Israel must make the peace of the brave, not the bully, writes Middle East expert Avi Shlaim

On Wednesday in the Red Sea resort of Aqaba, King Abdullah II of Jordan played host to a summit meeting that constitutes a potential turning-point in the century-old conflict between Jews and Arabs in Palestine. At the summit President Bush, Ariel Sharon, and Mahmoud Abbas, the Palestinian prime minister who is better known as Abu Mazen, committed themselves to follow the United States-led ‘road-map’ to the creation of a Palestinian state.

The road map is the brain-child of the Quartet – America, Russia, European Union, and the United Nations. It calls for the creation of an independent, democratic, and viable Palestinian state alongside a secure Israel by 2005. High-level endorsement of the road map opened the prospect of progress on the political front after two and a half years of escalating violence and bloodshed. This prospect, however, is exceedingly slender.

The Israeli-Palestinian conflict is one of the most bitter and protracted international conflicts of modern times but its basic cause is fairly simple: there are two nations and one small land, hence the conflict. Since the two nations cannot agree to share the land, the only solution is to partition it. The politics of partition, however, are anything but straight-forward for they cut to the very core of each nation’s image of itself and of its historic rights, going back to Biblical times.

In 1937 the Peel commission of inquiry proposed for the first time the partition of Palestine between the two warring communities. In 1947 the United Nations voted for the partition of mandatory Palestine into two states, one Jewish and one Arab. The logic behind partition was simply irresistible. It was irresistible then and it remains the only viable solution today. Abu Mazen understands this, which is why he accepted the road map unambiguously and unconditionally and started implementing its provisions even before the summit.

Ariel Sharon’s attitude to the road map is much more ambivalent. He had persuaded Mr Bush to delay the publication of the map three times and then submitted 14 amendments with the transparent aim of wrecking the plan. At the Aqaba summit Sharon appeared to reverse his position. Bowing to American pressure, he agreed to the creation not only of a Palestinian state but one with contiguous territory rather than a series of enclaves.

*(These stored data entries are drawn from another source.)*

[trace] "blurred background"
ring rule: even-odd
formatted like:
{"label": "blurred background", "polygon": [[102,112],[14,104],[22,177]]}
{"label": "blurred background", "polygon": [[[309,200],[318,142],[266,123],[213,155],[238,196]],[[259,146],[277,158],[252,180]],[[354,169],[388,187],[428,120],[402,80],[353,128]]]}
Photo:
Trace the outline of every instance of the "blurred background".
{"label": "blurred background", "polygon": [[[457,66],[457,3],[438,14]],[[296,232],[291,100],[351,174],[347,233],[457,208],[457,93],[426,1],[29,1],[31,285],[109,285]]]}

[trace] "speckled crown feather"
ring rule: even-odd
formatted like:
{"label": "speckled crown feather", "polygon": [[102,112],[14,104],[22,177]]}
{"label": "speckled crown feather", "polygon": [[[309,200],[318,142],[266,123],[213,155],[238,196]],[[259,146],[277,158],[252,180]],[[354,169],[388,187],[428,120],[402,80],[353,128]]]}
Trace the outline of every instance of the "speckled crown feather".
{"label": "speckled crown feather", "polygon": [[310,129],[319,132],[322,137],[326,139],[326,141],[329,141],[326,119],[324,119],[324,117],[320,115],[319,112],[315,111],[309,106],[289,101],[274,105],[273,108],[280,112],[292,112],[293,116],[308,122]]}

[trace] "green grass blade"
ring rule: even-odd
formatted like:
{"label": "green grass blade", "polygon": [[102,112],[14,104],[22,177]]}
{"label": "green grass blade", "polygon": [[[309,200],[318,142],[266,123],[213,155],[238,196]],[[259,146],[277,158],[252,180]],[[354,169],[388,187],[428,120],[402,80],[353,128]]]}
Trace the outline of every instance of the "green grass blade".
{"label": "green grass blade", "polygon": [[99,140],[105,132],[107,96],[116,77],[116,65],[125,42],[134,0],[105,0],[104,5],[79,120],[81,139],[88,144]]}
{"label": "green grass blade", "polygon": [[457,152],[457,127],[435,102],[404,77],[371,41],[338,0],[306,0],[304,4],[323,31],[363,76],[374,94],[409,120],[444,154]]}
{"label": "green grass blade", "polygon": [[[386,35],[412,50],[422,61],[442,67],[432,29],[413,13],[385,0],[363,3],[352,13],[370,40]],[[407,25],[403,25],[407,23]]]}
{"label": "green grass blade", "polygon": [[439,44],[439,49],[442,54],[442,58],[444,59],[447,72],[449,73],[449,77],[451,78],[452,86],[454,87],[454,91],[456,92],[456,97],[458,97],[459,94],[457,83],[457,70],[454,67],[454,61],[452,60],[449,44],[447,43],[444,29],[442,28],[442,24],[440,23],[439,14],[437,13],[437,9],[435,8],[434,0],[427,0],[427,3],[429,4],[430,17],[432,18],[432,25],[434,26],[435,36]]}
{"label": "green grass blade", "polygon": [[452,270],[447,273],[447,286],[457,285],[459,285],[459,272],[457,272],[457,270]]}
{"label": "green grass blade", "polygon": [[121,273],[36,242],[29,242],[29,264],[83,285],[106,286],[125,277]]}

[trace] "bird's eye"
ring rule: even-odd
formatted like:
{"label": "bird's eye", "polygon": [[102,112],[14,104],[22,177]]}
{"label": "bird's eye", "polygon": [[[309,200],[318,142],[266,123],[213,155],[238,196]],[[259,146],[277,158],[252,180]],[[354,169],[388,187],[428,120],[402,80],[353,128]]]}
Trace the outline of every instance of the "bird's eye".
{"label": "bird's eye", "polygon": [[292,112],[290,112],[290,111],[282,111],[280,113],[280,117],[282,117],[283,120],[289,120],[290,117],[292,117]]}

But Sharon refused to say that the Palestinian state would be independent. And in a bizarre move, even before he made his speech, his office issued a statement to clarify that when the prime minister referred to a Palestinian state he meant one that is demilitarised and that by ‘viable’ he meant an interim state.

The truth of the matter is that Sharon’s ideology of Greater Israel is incompatible with the Quartet’s plan for a genuine two-state solution. Like the right-wing Likud party of which he is the leader, Sharon regards the West Bank as an integral part of the Land of Israel. Throughout his long political career, the 75 year-old leader has been an out-and-out territorial expansionist and a godfather of the settlement movement. He talks about the need for ‘painful concessions’ but so far he has adamantly refused to yield to the Palestinian Authority more than the 70% of Gaza and 42% of the West Bank that it controlled under the Oslo accords.

Moreover, while pretending to accept the Quartet’s road map to a negotiated settlement, Sharon has been drawing a different map by unilateral action on the ground. Two principal means have been used towards this end. One is the building of new settlement outposts on the West Bank. The other is the building of a ‘security barrier’ or wall along the Western length of the West Bank and East Jerusalem. This wall is unlikely to bring security. It is part of the process of creeping annexation and it has already succeeded in driving out a large number of Palestinians from their land. These actions do not indicate any real readiness to start reversing Israel’s 36 year-old occupation of the Palestinian territories.

As a soldier and politician Sharon has always been a champion of violent solutions, a believer in using Israel’s military power to impose its terms on the Arabs. Negotiation, accommodation, and compromise are alien to his whole way of thinking. He has yet to learn that you cannot have a winner and a loser in a peace process; that the resolution of a conflict requires two winners. Nor does he understand that Israel ought to end the occupation not as a concession to the Palestinians but as a favour to itself if it wishes to preserve its democratic and Jewish character. For, as Karl Marx observed, a nation that oppresses another cannot itself remain free.

Sadly, the handshakes in Aqaba that gave rise to so much hope, have but a slim chance of leading to a real breakthrough on the Palestinian track. What Sharon is prepared to concede falls a long way short even of the most minimal Palestinian expectations of independence and statehood. It is the peace of the bully rather than the peace of the brave. The greatest irony is that Sharon is one of the moderates in the ultra-nationalist government over which he presides.  With Sharon and his party representing Israel, the Quartet’s wonderful road map is likely to lead nowhere slowly.